Preaching Christianity to slaves was a problematic endeavor. Although planters wanted their slaves to be Christian and to have eternal salvation from their sins, slavery was not easily reconciled with Christian notions of equality, and many feared that their slaves would become rebellious if they heard these messages. Reverend Brookes was, however, not alone in believing that slavery and religion could be reconciled. According to many slaveholders, Christianity not only supported the institution, but also strengthened it by teaching slaves the ideals of obedience and honesty, reducing the threat of rebellion. Southern missionaries also found themselves torn between their religious beliefs and condoning this peculiar institution.

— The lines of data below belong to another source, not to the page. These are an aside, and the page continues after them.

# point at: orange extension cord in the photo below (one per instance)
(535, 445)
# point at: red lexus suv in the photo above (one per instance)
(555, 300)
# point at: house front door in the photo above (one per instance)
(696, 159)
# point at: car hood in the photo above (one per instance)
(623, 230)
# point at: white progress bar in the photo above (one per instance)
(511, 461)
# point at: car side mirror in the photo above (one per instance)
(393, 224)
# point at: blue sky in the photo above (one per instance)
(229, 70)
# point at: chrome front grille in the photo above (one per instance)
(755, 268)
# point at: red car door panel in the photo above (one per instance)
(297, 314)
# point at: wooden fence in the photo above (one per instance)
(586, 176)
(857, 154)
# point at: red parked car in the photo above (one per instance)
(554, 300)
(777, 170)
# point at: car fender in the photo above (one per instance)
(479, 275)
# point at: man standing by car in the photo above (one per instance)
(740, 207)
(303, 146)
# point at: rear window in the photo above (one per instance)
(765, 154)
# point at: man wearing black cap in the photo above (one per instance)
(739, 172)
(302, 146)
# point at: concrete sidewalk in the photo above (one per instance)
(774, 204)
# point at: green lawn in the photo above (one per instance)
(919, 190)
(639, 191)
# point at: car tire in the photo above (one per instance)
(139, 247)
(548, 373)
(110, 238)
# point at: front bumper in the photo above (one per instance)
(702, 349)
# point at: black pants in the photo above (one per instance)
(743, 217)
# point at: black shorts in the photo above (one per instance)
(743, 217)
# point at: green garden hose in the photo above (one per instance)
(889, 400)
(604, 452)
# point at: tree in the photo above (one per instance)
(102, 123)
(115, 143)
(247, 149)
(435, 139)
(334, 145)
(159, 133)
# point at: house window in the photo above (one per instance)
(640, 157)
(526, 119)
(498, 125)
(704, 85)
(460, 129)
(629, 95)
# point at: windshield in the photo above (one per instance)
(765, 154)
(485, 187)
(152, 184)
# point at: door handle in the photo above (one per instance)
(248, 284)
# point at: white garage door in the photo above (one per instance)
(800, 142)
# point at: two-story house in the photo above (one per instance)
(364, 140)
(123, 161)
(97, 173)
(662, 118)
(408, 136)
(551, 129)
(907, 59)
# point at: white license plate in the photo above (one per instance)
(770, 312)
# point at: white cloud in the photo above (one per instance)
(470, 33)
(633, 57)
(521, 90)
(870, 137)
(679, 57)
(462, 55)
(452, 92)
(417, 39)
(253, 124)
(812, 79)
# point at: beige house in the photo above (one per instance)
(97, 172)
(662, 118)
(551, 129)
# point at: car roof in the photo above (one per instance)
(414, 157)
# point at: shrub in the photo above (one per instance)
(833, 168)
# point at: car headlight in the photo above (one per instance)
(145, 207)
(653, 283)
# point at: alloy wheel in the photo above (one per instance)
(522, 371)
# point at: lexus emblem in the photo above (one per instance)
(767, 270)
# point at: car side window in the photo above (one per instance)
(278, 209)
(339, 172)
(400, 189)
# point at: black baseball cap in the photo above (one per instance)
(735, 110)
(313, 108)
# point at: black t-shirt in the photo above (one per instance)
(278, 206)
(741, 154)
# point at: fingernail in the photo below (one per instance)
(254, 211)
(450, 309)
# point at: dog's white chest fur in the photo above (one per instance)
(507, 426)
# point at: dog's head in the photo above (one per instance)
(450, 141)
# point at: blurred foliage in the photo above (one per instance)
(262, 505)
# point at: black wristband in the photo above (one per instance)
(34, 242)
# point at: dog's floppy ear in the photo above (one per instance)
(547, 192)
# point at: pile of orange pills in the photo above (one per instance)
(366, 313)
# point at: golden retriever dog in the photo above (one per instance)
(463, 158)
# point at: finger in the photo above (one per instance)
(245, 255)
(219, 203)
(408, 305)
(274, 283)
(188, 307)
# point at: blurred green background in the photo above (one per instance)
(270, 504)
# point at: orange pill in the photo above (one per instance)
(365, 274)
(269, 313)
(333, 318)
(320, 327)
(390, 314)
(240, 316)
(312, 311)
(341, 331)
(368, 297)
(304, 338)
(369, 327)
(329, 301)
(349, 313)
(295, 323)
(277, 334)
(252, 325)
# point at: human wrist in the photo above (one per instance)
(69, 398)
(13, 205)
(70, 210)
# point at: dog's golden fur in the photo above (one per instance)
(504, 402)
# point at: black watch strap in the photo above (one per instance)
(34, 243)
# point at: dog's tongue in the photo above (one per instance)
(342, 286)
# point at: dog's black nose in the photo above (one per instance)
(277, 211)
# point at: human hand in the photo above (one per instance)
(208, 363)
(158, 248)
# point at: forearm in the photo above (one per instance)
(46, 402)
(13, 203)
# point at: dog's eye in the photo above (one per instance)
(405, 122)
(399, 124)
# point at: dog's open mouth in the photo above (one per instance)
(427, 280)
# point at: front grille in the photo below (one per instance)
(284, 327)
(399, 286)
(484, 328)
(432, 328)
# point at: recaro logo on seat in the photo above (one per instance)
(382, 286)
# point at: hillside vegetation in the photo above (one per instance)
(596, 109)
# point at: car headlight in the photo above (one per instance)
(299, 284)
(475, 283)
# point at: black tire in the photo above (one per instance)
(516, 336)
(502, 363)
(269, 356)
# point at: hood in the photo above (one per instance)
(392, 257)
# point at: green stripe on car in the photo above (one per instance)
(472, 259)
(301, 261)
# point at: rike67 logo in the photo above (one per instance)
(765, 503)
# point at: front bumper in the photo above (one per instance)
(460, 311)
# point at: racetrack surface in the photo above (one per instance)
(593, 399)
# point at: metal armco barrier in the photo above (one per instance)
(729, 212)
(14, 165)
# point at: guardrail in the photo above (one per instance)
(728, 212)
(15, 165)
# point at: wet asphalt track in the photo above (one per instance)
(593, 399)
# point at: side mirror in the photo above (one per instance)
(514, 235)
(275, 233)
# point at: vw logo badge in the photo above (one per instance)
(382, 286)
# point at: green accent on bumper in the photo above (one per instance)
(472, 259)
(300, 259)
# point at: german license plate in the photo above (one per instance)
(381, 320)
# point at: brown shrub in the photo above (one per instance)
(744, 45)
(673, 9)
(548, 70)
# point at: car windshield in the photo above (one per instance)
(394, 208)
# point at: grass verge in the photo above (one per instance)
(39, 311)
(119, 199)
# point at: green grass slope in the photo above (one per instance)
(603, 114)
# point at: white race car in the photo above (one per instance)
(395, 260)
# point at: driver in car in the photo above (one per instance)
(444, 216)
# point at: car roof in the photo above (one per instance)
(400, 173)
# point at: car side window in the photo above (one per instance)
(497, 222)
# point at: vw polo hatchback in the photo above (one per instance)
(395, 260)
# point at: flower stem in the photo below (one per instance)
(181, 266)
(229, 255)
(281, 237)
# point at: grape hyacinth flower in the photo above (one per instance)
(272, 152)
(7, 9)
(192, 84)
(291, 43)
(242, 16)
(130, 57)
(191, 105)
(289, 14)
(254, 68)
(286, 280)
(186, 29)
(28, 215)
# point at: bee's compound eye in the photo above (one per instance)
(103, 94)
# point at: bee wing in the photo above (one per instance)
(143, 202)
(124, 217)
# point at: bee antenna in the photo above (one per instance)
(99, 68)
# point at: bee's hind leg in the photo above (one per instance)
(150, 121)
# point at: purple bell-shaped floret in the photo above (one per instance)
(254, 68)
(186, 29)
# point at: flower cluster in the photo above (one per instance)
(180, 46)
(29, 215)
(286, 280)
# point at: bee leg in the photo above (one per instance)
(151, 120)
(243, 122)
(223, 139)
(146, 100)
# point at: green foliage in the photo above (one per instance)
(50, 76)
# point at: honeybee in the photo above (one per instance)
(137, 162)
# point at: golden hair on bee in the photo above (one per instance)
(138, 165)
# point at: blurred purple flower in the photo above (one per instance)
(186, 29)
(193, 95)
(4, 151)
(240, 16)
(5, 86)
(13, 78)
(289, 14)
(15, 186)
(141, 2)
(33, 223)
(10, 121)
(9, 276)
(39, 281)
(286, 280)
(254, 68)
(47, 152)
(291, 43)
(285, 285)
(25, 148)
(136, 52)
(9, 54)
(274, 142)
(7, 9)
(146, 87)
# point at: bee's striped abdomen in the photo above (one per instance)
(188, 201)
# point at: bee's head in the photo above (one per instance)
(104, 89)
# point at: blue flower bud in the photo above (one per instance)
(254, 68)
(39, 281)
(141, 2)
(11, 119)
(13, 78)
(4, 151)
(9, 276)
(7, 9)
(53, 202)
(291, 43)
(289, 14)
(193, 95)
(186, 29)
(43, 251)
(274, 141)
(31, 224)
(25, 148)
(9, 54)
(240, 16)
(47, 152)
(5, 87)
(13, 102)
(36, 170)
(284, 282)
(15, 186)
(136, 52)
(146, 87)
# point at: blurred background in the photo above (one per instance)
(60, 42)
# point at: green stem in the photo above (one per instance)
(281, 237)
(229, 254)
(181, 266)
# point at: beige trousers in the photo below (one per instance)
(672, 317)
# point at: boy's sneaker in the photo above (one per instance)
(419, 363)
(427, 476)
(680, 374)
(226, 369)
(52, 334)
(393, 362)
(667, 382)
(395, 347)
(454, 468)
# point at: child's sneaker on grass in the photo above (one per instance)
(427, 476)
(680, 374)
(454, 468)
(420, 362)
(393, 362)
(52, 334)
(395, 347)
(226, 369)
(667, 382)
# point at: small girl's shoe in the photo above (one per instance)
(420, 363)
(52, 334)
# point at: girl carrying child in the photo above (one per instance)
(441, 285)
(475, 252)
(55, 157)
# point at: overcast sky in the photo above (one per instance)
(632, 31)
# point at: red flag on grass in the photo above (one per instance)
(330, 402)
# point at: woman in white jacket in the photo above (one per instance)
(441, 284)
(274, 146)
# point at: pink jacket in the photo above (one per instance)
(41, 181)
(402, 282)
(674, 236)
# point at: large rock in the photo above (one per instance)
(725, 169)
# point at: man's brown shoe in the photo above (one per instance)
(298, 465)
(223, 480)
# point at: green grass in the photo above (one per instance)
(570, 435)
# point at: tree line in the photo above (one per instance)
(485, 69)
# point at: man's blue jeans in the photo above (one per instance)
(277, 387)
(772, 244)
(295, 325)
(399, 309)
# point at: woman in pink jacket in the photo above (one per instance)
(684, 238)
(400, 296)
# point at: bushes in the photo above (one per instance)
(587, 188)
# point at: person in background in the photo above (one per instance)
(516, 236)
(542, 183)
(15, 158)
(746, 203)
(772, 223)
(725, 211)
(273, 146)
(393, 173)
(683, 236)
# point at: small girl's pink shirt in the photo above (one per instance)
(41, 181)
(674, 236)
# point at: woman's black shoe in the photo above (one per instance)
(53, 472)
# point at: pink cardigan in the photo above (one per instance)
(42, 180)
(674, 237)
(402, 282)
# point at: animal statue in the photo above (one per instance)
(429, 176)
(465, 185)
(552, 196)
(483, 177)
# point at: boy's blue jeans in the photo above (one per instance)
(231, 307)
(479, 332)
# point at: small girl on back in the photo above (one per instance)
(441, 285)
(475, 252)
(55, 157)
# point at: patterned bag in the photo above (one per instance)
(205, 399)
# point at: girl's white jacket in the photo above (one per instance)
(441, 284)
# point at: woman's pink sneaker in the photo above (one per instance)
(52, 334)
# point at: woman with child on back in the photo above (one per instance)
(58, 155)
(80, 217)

Many believed that slavery was wrong and ungodly and educated slaves when they could. Methodist and Baptist ministers also comprised a significant part of the southern abolitionist movement. Others argued that emancipation was insignificant compared to the need to preach salvation, and they thought that the anti-slavery approach had to be abandoned. Their primary goal was compromised when plantation owners banned missionary activities as a result of their abolitionist efforts.
Tensions during the Southern Baptist Convention of 1845-seven months before Wilkes' letter was written-resulted in a split between the Northern and abolitionist missionaries and those who supported slavery or were at least willing to meet slave-owners' pro-slavery demands in order to gain access to the plantations. Methodist and Presbyterian organizations experienced a similar division. One result of this schism in the Baptist Church was the creation of a board for Domestic Missions in Marion, Alabama, which is probably the 'Marion Board' mentioned by Wilkes in his letter. A prominent figure in national Baptist politics, Reverend Brookes might have been one of the pro-slavery voices during the Convention meetings, but if not, he certainly supported their view. He saw these efforts realized when Baptist organizations began bringing missionaries to his own plantations in Georgia.